Wollin Daniel A, Skolarikos Andreas, Preminger Glenn M
aDivision of Urologic Surgery, Duke Comprehensive Kidney Stone Center, Durham, North Carolina, USA bDepartment of Urology, National and Kapodistrian University of Athens, Athens, Greece.
Curr Opin Urol. 2017 Sep;27(5):422-427. doi: 10.1097/MOU.0000000000000427.
In this article, we aim to review the data regarding associations between obesity and nephrolithiasis to assist with workup and treatment of these intersecting disorders. As obesity has a multifactorial influence on the risk for urinary stone disease, the complicated mechanisms will be discussed to improve diagnosis and management.
Obesity and metabolic syndrome interact with nephrolithiasis risk factors to produce a myriad of bodily responses that induce stone formation. For this reason, many societies recommend prompt metabolic workup to evaluate the precise causes of stone formation. Data have shown that dietary and directed medical therapies can produce an excellent therapeutic response in this patient population, although the response may be blunted compared with nonobese patients.

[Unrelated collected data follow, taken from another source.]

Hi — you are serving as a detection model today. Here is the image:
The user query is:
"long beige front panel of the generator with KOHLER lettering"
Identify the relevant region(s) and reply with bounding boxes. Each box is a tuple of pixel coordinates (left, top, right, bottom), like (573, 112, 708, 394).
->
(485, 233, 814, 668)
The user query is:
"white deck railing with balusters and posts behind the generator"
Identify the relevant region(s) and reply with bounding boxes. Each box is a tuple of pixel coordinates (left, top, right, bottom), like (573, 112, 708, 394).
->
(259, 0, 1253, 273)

Given the increasing number of obese and overweight patients, the urologist should be familiar with the pathophysiology, workup, and treatment of metabolic stone disease in this population, which are outlined here.
在本文中,我们旨在回顾肥胖与肾结石之间关联的数据,以协助对这些交叉疾病进行检查和治疗。由于肥胖对尿石症风险具有多因素影响,将讨论其复杂机制以改善诊断和管理。
肥胖和代谢综合征与肾结石危险因素相互作用,产生多种导致结石形成的身体反应。因此,许多学会建议进行快速代谢检查以评估结石形成的确切原因。数据表明,饮食和针对性药物治疗在该患者群体中可产生良好的治疗反应,尽管与非肥胖患者相比,反应可能会减弱。
鉴于肥胖和超重患者数量不断增加,泌尿外科医生应熟悉该人群代谢性结石病的病理生理学、检查和治疗,本文对此进行了概述。